Скрежет начал складываться в слова. Голос был не Танькин, да и вообще не может, не должно у человека быть такого голоса.
– Не вижу… Не вижу… – повторяло то, что засело у Таньки в груди. – Твоими… смотреть… хочу…
Вопя так, будто это она сама белым пламенем полыхала, Серафима вырвалась, вскочила и бросилась во двор. А потом побежала, падая, обдирая локти с коленками и снова поднимаясь, на поле.
После многодневного душного зноя на Стояново наконец-то ползла гроза. Со всех сторон набухали чёрные тучи, посверкивали молчаливые пока молнии, точно глаза Полудницы, ветер трепал ивы у реки. Серафима, не видя ничего за рассыпавшимися волосами, пробралась в рожь, упала на разбитые колени, закрыла руками голову и принялась, глотая слёзы, бормотать:
– Полудница, прости меня, если ты вправду есть, я случайно, честное пионерское, только Таньку не трожь. Полудница, прости меня, что угодно отдам, прости, прости…
Белая вспышка полыхнула совсем рядом, будто молния в поле ударила, и раздался такой грохот, что у Серафимы все косточки в теле задрожали, в голове поплыло, и она ухнула куда-то в грозовую тьму…

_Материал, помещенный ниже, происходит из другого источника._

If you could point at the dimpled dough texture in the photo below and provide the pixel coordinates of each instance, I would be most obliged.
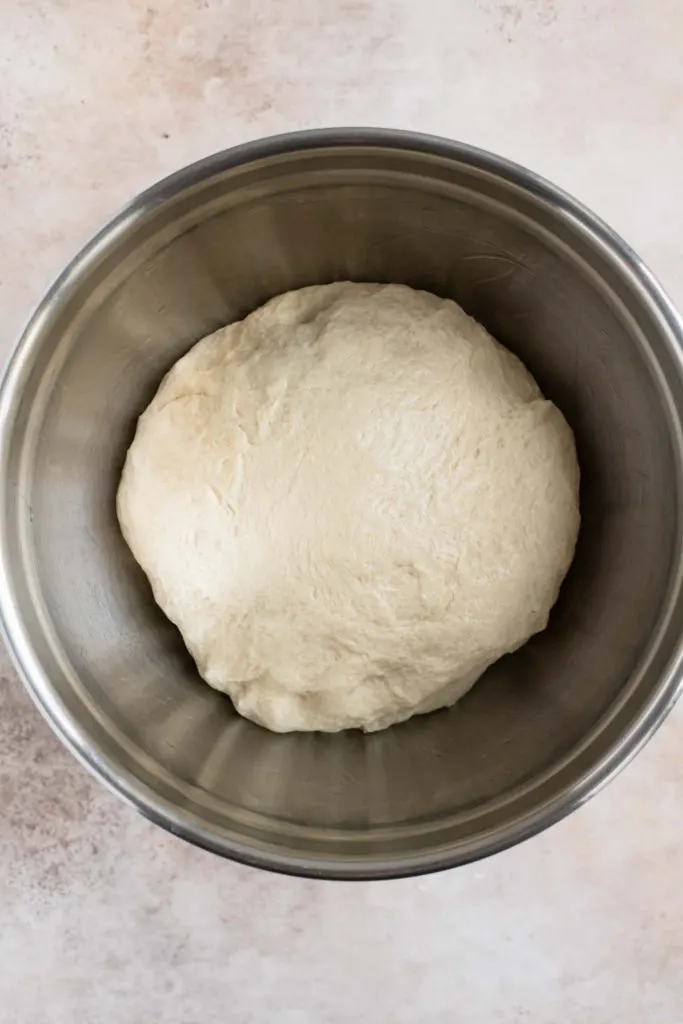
(350, 503)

Когда Серафима очнулась, дождь уже лил вовсю, прибивая её к земле вместе с рожью. А в гудящей голове всё ещё перекатывался громовой голос бабы огненной:
– Твоими смотреть хочу!
* * *
Никто не видел, как Серафима под ливнем с поля вернулась и пошла в дровяной сарай, в тот самый, где её отец от фрица пришитого себя избавил. Там сундук в углу стоял, старый, на дрова предназначенный. В этом сундуке Серафима много раз от Танькиного и материного гнева пряталась, а потому знала, что валяются там старые бабкины иглы для вязания. Серафима открыла сундук, вытащила большую костяную иглу, смотрела на неё долго, пока ужас в груди не сменился отчаянной решительностью: пусть себе берёт, не хочу смотреть, как истлевает всё вокруг, не хочу сама белым пламенем гореть!.. Боевая была Серафима, это правда.
* * *
Большая старуха с красивым цыганистым лицом суетилась в избе – Любанька-шептунья. Она пыталась влить травяной отвар в рот сидевшей на подушках Таньке, а та плевалась – бледная, вся в багровых пятнах, словно от ожогов, с запухшим до слепой щели глазом, но живая. Живая Танька. Мать плакала, целовала Таньку, а суровая Танька ещё пуще плевалась. Требовала, чтобы шли Серафиму искать, как сквозь землю девчонка провалилась, а темнеет уже.
Тут стукнула дверь. Серафима на пороге возникла – мокрая, дрожащая, безмолвная, с напряжённо вытянутыми вперёд руками.
– Симушка, слава богу! – крикнула ей мать, не оборачиваясь и не видя ни этих шарящих во тьме рук, ни крови, застывающей у Серафимы на щеках, как свечной нагар. – Вылечила баба Люба Таню!
Любанька-шептунья подняла голову и замерла, глядя на Серафиму.
– Ой, не вылечила… – горестно качнула она головой.